Frisch renovierte Einrichtung stellt 21 Zimmer zur Verfügung

21 Zimmer stehen nun Menschen mit Hund offen, die vom Sozialamt eine Zuweisung erhalten haben. Das Gebäude in der Nordstadt mit einer Fassade aus Waschbeton und brauner Kunststoffverkleidung hat keine Chancen auf einen Architekturpreis.

Aber im Innern ist alles frisch renoviert und weiß gestrichen. Es gibt ein Behandlungszimmer, ein Tierarzt für den Hausbesuch wird noch gesucht. An den Wänden in den Gängen Hundepfoten-Tattoos, stilisierte Gaslaternen und Hundefotos.

Die Zimmer sind hell, simpel mit Bett, Schrank, Tisch und Kühlschrank eingerichtet. Ein Putzeimer mit Wischmopp zeigt an, dass man das Zimmer reinigen muss. Waschmaschinen stehen im Keller.

Auch tagsüber dürfen sich die Bewohner im QuarTier aufhalten. Nun halten sie wieder einen Haustür- und einen Briefkastenschlüssel in Händen, nachdem sie bei der Wohnungssuchen Dutzende Absagen kassiert haben.

Hund ist für viele Wohnungslose der einzig verbliebene Kumpel

"Mit Hund ist Sense", fasst Markus das trocken zusammen. Doch Sheila würde er nie weggeben. "Ihr ist es egal, ob sie im Freien schläft oder drinnen", sagt der Mann in der bunten Kapuzenjacke, "die ist die volle Rampensau. Hauptsache, sie ist bei mir".

Für viele Wohnungslose ist das Tier der einzig verbliebene Kumpel. Und es gibt ihnen Sicherheit, erklärt Hilden, denn das Leben auf der Straße ist hart.

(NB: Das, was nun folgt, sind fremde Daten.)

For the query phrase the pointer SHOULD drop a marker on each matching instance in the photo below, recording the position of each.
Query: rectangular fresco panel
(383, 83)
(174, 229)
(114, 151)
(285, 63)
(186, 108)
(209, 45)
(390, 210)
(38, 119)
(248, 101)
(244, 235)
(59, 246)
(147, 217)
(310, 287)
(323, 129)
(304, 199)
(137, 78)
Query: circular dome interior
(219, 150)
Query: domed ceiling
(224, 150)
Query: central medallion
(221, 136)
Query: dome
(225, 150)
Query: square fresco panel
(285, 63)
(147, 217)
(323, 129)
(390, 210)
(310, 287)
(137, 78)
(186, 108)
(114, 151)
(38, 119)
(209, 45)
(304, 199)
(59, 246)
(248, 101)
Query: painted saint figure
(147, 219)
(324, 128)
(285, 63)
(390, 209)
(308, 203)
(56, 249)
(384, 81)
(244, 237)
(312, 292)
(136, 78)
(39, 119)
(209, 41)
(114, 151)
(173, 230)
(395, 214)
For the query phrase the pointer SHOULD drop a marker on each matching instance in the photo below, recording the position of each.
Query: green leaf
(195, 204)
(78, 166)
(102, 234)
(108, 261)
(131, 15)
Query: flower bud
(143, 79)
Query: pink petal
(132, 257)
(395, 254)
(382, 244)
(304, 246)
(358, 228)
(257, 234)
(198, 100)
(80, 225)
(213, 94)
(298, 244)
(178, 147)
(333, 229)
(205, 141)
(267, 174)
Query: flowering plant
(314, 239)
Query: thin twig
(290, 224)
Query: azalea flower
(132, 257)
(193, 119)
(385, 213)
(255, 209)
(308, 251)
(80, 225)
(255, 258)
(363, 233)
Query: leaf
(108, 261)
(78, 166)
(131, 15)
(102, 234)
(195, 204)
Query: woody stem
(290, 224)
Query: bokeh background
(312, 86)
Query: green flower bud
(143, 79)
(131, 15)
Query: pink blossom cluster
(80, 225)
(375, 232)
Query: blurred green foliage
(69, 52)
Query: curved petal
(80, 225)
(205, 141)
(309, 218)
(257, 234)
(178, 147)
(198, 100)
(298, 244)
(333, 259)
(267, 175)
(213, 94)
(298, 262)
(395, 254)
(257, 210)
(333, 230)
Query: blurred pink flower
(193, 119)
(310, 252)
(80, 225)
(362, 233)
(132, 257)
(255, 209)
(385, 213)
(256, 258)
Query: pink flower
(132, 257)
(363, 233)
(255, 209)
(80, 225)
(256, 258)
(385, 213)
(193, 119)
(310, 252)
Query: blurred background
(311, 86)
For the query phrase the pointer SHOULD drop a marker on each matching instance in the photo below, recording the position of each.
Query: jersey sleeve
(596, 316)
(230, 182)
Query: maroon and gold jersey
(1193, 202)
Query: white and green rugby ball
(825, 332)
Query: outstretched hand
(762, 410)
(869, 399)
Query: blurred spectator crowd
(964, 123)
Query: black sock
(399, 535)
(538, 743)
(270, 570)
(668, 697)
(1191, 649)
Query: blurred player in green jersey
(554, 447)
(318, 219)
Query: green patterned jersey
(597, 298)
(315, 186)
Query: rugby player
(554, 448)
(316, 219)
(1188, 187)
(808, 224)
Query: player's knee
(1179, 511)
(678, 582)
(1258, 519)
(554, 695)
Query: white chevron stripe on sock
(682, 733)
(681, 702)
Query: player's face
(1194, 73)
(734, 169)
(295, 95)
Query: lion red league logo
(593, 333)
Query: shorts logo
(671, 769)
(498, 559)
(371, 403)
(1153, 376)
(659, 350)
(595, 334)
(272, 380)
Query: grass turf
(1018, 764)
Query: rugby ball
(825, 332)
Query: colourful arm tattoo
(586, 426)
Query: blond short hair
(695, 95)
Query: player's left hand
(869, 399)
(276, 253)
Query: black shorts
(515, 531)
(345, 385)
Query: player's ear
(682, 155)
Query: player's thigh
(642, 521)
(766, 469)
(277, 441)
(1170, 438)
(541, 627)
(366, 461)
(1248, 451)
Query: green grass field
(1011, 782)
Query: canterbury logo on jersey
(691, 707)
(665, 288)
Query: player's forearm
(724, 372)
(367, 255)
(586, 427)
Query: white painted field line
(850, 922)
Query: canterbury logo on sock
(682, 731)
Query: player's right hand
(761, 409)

"QuarTier" bietet Raum, um Ruhe zu finden

Im "QuarTier" können die Bewohner Abstand gewinnen von dieser rauen Welt. Die Neuankömmlinge sollen "sich seelisch entspannen können". Viele stünden noch unter Schock, weil sie erst vor kurzem die Wohnung verloren hätten oder sie seien gesundheitlich nicht gut beieinander, weil sie schon länger auf der Straße lebten, sagt Hilden. "Ich schaue, dass die Leute hier ankommen und das Gefühl für die eigenen Wände bekommen".

Die Unterkunft ist als vorübergehende Bleibe gedacht, aber niemand werde nach dem dritten Tag gezwungen, sich wieder eine Wohnung zu suchen, erklärt die Projektleiterin. In Coronazeiten ist die Suche ohnehin aussichtslos.

Irgendwann seien ihre Schützlinge dann soweit und fragten, ob sie beim Ausfüllen des Wohnberechtigungsscheins helfen oder einen Termin bei der Schuldnerberatung machen könne. Auch Markus sagt: "Ich such schon wieder nach einer Wohnung, aber erst mal will ich zur Ruhe kommen".